Dal passato ormai sepolto al futuro a breve: «La Juve e' più forte dell'anno scorso, perché un anno di lavoro alle spalle ci ha consentito di superare quattro mesi delicatissimi senza l’allenatore in panchina. Fosse successo la scorsa stagione sarei stato il primo a consigliare Agnelli di cambiare strada».

Impossibile non parlare di mercato: «Non so come sia uscito il nome di Drogba. A me nessuno ne ha parlato né tantomeno io l’ho chiesto. Detto questo, si tratta di un fuoriclasse che ha alzato la Champions League ci farebbe comodo.
Una frase per convincere Agnelli? Non una frase ma una serie di argomentazioni. Beh.... fino adesso è stato contento, potrebbe essere ancora più contento.
L’egoismo serve alla società per conquistare risultati di prestigio, ma c’è anche l’aspetto dei conti aziendali di cui si è partecipi. Io sono una via di mezzo...Sappiamo cosa ci serve e sappiamo dove intervenire. Sappiamo anche che 50 milioni non li abbiamo da spendere. Ma con la progettualità arriveremo a comprare campioni da 35-40 milioni».

Il Celtic è : «Da azzannare con la medesima forza del Barcellona o del Real. La presunzione ci ammazzerebbe, dobbiamo volare bassi e stare concentrati. Vincere la Champions? Per i miracoli ci stiamo attrezzando. A parte tutto, non possiamo non credere di andare avanti. Sarebbe un delitto. Siamo lì, lotteremo... Io il sogno lo coltivo».

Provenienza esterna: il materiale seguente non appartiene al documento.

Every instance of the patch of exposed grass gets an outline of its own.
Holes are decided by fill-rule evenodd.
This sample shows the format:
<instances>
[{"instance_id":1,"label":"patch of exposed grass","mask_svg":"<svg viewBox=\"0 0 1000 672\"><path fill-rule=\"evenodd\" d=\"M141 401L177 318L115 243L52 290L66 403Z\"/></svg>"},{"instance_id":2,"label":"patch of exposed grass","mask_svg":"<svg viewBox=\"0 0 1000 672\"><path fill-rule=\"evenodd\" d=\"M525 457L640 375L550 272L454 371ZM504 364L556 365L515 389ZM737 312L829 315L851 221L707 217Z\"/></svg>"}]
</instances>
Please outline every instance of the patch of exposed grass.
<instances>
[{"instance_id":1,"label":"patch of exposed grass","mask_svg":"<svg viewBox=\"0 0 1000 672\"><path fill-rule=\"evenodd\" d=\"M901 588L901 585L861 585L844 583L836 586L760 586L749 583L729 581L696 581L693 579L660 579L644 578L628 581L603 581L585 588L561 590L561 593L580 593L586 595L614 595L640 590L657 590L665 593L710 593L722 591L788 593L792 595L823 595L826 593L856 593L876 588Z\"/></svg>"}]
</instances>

Infine, il tormentone Del Piero: «La gestione di Alessandro non era facile e io me ne sono accorto. Sono stato aiutato dal fatto che i tifosi rispettavano lui e me in eguale misura. E’ stato il mio secondo scudetto. E lo ringrazio: quando la palla scottava, Del Piero c’è sempre stato. Il nuovo Del Piero e' Lo zoccolo duro che si è creato, come ai tempi di Lippi. I Padoin, i Caceres, i Giaccherini, i Marrone non li cambio con nessuno, gente che sta fuori e non protesta, gioca e dà il massimo».